Insufficient screw locking force: When manually tightened, the torque fluctuates greatly (± 30%), making it difficult to ensure consistent sealing pressure (e.g. target value 5N · m, actual value 3.5-6.5N · m).

2.2 Structural Optimization Design

Biomimetic tooth design: Drawing on the microstructure of lizard foot pads, the clamp tooth shape is changed to a "trapezoidal+serrated" composite structure, increasing the contact area by 40% and the friction coefficient from 0.3 to 0.5.

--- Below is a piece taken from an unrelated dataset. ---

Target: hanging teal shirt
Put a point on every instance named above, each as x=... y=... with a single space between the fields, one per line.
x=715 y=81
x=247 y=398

Self locking screw mechanism: adopts a double nut+spring washer structure to eliminate thread clearance, and can still maintain a torque attenuation rate of<5% under vibration conditions (10g acceleration).

2.3 Sealing Performance Simulation and Experiment

Finite Element Analysis (FEA): Simulate the deformation of the clamp under a pressure of 0.5MPa using ANSYS Workbench, optimize the toothed height (from 1.2mm to 1.0mm) to reduce plastic deformation of the hose.

Multi physics field coupling experiment: The leakage rate was tested under high temperature (120 ℃), high pressure (2MPa), and medium (ethylene glycol) environment. After optimization, the clamp leakage rate was reduced from 0.1mL/min to 0.01mL/min.

2.4 Standardized Testing and Certification

SAE J2064 standard: Simulate cold and hot cycles from -40 ℃ to 150 ℃ (1000 times), with a clamp torque attenuation rate of less than 10%, and leak detection through helium mass spectrometry (leak rate<1 × 10 ⁻⁹ Pa · m 3/s) for sealing.

DIN 73378 certification: Passed 100000 dynamic fatigue tests (frequency 5Hz, amplitude ± 2mm), with no breakage or looseness of the clamp.

conclusion

Structural optimization requires a combination of simulation and experimental verification. By designing biomimetic tooth profiles and self-locking mechanisms, the sealing reliability and durability of hose clamps can be significantly improved.